Metamodeling strategy for an arbitrary generative model

Hello - I’m looking for on an efficient general-purpose metamodel representation that could be used for inference in pymc3. Maybe someone out there has some experience or suggestions. I have not seen the topic addressed here.

For example, in environmental engineering, we have a lot of physical and chemical generative models that have been developed over the decades that can’t readily be ported into pymc3, however, Bayesian inference could be useful for fitting and understanding the models. For context, think of a site-specific groundwater model built on USGS software - we might want to know what measured chemical concentrations say about some underlying variable, say the rate of biodegradation or something.

So the plan is to run the parent model a number of times with a variety of input parameters, make a metamodel representation of the input and output data in a format that pymc3 can handle, then perform inference on the input parameters from measured output parameters. I’d like some advice on the form the metamodel should take.

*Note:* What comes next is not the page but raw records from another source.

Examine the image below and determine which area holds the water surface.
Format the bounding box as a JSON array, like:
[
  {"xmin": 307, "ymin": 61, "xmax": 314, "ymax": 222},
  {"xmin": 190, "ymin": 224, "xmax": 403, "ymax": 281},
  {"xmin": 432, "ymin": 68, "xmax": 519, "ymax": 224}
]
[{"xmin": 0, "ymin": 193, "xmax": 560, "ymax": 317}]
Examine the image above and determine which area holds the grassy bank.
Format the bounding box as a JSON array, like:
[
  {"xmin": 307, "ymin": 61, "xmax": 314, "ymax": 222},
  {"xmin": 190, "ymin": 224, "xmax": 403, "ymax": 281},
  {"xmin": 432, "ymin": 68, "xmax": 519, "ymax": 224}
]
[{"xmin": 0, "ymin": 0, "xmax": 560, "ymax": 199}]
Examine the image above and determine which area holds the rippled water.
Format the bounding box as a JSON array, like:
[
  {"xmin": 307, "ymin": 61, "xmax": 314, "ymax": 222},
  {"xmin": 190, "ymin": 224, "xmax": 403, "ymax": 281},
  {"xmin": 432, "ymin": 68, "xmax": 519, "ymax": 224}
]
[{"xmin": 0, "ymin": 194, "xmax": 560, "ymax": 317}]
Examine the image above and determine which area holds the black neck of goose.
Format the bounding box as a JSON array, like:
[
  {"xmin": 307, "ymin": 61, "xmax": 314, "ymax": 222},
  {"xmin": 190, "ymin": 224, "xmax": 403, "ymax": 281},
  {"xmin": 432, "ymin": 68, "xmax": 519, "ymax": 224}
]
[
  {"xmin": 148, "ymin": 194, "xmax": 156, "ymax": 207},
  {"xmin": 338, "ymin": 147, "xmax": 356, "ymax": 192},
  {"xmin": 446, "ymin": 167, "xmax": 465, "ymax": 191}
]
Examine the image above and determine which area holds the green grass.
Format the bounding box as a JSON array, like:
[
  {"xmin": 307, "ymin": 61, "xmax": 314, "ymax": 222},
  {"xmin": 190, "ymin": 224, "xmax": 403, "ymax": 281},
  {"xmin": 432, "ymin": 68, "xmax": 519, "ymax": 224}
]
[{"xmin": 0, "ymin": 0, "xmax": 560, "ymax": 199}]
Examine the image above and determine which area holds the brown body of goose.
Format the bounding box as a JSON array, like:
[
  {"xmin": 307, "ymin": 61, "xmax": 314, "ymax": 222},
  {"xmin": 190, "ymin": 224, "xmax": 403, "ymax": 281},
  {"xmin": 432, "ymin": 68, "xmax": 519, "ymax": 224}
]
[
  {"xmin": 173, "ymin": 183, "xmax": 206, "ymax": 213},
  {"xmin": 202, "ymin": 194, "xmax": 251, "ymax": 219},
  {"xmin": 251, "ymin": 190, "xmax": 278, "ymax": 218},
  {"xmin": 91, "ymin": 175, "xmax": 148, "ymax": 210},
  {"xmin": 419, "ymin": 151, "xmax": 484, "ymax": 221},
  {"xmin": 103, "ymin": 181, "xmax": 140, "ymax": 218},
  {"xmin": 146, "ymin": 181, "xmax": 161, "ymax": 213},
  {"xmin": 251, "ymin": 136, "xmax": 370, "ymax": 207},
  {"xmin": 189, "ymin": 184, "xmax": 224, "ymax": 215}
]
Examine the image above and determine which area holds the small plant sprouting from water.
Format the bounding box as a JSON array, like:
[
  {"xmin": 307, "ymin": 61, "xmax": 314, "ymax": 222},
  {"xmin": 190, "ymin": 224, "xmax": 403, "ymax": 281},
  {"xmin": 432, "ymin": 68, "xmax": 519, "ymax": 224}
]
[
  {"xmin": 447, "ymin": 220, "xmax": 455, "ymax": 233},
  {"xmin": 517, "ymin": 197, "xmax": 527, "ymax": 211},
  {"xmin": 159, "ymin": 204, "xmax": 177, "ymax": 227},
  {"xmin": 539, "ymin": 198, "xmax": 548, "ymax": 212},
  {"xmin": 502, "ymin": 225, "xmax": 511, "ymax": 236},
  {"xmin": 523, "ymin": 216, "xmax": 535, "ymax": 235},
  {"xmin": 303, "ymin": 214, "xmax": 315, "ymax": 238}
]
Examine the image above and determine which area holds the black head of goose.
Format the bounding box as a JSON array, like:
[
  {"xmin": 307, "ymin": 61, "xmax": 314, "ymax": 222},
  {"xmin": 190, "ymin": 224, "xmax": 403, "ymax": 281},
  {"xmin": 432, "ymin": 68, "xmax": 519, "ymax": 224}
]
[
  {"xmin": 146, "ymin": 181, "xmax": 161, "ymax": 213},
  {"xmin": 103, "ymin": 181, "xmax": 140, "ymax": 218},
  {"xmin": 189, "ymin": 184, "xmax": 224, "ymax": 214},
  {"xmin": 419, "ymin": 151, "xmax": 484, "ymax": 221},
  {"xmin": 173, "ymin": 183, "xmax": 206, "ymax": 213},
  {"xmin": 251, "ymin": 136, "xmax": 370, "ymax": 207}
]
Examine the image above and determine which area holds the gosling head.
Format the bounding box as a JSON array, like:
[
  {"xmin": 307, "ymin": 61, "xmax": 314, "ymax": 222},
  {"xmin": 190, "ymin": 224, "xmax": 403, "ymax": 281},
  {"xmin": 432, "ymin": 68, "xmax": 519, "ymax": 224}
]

The metamodel would be a deterministic mapping between input and output variables. A linear model would be too simple to capture most parent models. I implemented a gaussian process metamodel without the error term, so it would be deterministic, but I found that it was really sensitive to the length parameter and I had trouble consistently getting faithful interpolations data points from the parent model. Maybe there is a better GP approach? Here is my code for reference:

import pymc3 as pm
import theano.tensor as tt
import theano.sandbox.linalg as tsl

def gp_calc(predictors,X,Y,X_new,ls = .1):
    '''
    GP calculator without noise
    predictors: list of predictors
    X: predictor values to train on
    Y: predicted values to train on
    X_new: new predictions
    ls: length scale
    mu: predicted Y_new values
    '''
    cov = pm.gp.cov.ExpQuad(input_dim = len(predictors), ls=ls)
    K = cov(X)
    K_inv = tsl.matrix_inverse(K)
    Ks = cov(X,X_new)
    mu = tt.dot(tt.dot(Ks.T, K_inv),Y)
    return mu

I’m not too concerned about the exact interpolation method between data points in the parent model, provided it is simple, explainable, and faithful to the model. A nearest neighbors interpolator would be fine for my purpose, but maybe there are too many discontinuities in the metamodel to get a good inference in pymc3? A simple linear interpolator would also be fine such as scipy.interpolate.LinearNDInterpolator but it also has edges that could make inference difficult. Since I would need to implement these in theano, I’d like to have an idea that they would work before coding it up.

If you have read this far, then thanks! Let me know if you have a suggested strategy.